A star is a huge ball of mostly hydrogen that has compacted from gravity until it gets so hot that the hydrogen starts to fuse into helium.
You may have noticed that when you pump up the tire on a bicycle, the tire can get warm. This heat comes from the act of squeezing the air into the tire. When gravity starts to compress a cloud of hydrogen gas it gets hot in the same way. But there is a lot more hydrogen so it gets much hotter. Eventually it gets so hot that it becomes like a hydrogen bomb and starts making helium and releasing enormous amounts of energy. When it first fuses hydrogen into helium it becomes a star.
Even the biggest planets are much smaller than stars. Planets never fuse hydrogen. But big planets like Jupiter do get hot from gravity's compression of gas.

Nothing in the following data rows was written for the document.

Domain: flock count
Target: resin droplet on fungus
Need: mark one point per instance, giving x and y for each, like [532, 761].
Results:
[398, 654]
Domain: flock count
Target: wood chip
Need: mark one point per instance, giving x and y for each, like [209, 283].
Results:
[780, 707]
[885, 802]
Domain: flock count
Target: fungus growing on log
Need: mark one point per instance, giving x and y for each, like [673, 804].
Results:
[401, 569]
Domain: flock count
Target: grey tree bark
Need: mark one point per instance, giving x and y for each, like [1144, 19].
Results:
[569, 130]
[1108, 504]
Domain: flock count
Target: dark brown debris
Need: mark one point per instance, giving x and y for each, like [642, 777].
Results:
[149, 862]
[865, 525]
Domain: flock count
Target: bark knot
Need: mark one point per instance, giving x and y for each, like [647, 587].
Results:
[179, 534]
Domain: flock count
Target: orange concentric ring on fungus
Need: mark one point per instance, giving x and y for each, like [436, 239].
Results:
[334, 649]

Jupiter, Saturn, Uranus, and Neptune are all much hotter than they would be if they were warmed only by the Sun.
Stars are basically giant hydrogen bombs held together by their own gravity. The pressure of gravity that holds the hydrogen together is enough to ignite nuclear fusion reactions within the stars, which heats them up and causes them to shine.
Planets are objects the gravity of which is not sufficient to cause the pressures and temperatures needed to cause nuclear fusion of hydrogen. Consequently, planets do not shine; they only reflect light that lands upon them from objects that emit light (like stars).
The Earth is an example of a planet. The Sun is an example of a star.